Für Habermas ergibt sich die grundlegend neue Situation aus drei Problemen:

[*] Erstens bringe die Osterweiterung ein Komplexitätswachstum, mit dem die bestehenden Strukturen und Verfahren der politischen Steuerung überfordert seinen. Angesichts sich verschärfender Verteilungskonflikte müssten mehr Politikfelder in den Bereich der Mehrheitsentscheidungen aufgenommen werden, was wiederum zu einem Anstieg der Legitimationskosten führe.
[*] Das zweite Problemfeld stellt für Habermas die abgeschlossene wirtschaftliche Integration mit ihrem Harmonisierungsbedarf dar. Es komme dabei zu einer Verlagerung der Legitimation von der Seite der Ergebnisse - bisher ging es in erster Linie darum, was einzelne Mitgliedsländer im Sinne von Wettbewerbsfreiheit zu unterlassen hatten - auf die Seite der Mitgestaltung von politischen Programmen.
[*] Drittens dränge die veränderte weltpolitische Lage zu einer Nachjustierung der politischen Steuerungselemente: Ohne eine europaweite, gemeinsame Meinungs- und Willensbildung könne es, so Habermas, keine gemeinsame Außen- und Sicherheitspolitik geben. 

Wenn es um die Antworten auf die beiden entscheidenden Fragen - "Welches Europa wollen wir, und wo hat es seine Grenzen?" - geht, lässt sich solche Präzision nicht aufrechterhalten. Das europäische Haupt-Desiderat des Jürgen Habermas heißt "Verfassungspatriotismus". Leider ist derzeit nicht bekannt, wie sich der bewerkstelligen ließe.
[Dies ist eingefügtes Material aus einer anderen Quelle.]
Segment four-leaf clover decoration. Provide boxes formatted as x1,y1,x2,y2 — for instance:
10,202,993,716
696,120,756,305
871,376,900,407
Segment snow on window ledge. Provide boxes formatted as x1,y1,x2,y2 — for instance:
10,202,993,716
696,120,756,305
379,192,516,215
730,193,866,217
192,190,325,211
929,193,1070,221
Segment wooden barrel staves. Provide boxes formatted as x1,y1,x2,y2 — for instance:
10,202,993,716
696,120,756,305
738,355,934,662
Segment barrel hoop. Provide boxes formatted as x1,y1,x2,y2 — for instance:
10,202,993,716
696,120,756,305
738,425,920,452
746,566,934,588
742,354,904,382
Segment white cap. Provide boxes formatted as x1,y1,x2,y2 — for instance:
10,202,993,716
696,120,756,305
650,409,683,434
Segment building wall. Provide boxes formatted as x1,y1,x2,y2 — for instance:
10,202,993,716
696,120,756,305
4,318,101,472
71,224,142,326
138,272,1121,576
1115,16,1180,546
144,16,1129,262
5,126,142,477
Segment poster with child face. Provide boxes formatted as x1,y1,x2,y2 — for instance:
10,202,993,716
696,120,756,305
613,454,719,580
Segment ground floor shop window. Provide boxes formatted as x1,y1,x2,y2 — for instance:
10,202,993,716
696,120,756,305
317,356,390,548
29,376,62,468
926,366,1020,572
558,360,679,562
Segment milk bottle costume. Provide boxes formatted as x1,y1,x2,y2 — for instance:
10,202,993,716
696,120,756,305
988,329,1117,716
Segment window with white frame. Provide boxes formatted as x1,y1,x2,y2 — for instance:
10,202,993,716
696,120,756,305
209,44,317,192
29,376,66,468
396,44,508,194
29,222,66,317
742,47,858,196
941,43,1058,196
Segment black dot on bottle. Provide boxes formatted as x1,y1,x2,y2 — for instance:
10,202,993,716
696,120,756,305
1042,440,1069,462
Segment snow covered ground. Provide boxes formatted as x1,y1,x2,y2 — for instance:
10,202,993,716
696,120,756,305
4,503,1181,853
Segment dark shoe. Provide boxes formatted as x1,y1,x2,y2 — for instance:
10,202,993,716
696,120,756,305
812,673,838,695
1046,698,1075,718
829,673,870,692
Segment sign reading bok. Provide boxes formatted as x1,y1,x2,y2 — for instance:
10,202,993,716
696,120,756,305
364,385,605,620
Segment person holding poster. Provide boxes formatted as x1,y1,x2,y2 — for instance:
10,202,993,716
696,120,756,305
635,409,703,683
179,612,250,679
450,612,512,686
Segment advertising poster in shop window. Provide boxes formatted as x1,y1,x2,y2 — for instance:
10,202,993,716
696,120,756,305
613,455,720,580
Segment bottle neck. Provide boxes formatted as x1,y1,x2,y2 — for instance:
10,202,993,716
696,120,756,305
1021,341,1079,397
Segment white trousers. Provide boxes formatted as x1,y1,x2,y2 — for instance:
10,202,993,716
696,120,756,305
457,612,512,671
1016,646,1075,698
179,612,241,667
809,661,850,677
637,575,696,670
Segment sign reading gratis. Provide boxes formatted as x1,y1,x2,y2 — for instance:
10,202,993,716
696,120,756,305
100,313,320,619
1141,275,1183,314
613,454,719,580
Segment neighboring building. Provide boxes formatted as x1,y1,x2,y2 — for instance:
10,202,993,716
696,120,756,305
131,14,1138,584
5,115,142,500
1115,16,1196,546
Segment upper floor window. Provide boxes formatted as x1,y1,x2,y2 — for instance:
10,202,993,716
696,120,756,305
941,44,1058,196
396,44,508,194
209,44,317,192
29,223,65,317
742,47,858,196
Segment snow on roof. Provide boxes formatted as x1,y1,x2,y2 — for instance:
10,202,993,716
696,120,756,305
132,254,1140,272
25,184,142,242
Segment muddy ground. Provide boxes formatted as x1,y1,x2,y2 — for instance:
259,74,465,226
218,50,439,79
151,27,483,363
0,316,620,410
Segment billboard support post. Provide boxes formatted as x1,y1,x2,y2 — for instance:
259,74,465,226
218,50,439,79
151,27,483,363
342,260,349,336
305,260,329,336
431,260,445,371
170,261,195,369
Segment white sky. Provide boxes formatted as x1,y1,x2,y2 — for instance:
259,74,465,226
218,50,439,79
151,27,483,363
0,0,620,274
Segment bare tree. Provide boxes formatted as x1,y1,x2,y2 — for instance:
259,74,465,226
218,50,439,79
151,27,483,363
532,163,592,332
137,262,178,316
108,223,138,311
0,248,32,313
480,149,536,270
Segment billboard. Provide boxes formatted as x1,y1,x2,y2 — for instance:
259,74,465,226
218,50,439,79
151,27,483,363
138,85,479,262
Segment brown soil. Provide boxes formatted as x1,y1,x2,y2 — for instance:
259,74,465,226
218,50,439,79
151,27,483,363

Und so umkreiste der Philosoph sein Thema mit Anspielungen auf die Chance, die europaweite Referenden zum vorliegenden Verfassungsentwurf in dieser Sache bedeuten könnten; er wies auf die Zwischensituation hin, in der sich Europa befinde, kein lockerer Staatenbund mehr, aber auch noch kein "Nationalitätenstaat"; und er verwies darauf, dass die Gründungsstaaten der Union tendenziell integrationsfreundlich seien, während Großbritannien, die Skandinavier und die Neuen eher Integrationsfeindlichlichkeit verbinde.

An dieser Stelle leuchtete kurz der Funke des Konkreten auf: In einer Situation, in der die EU "so etwas wie eine neue Plattform für das alte Spiel der europäischen Mächte zu werden" scheine, da also die nationalen Gegensätze den Einigungsprozess behinderten, da dränge sich "Kerneuropa als Alternative auf".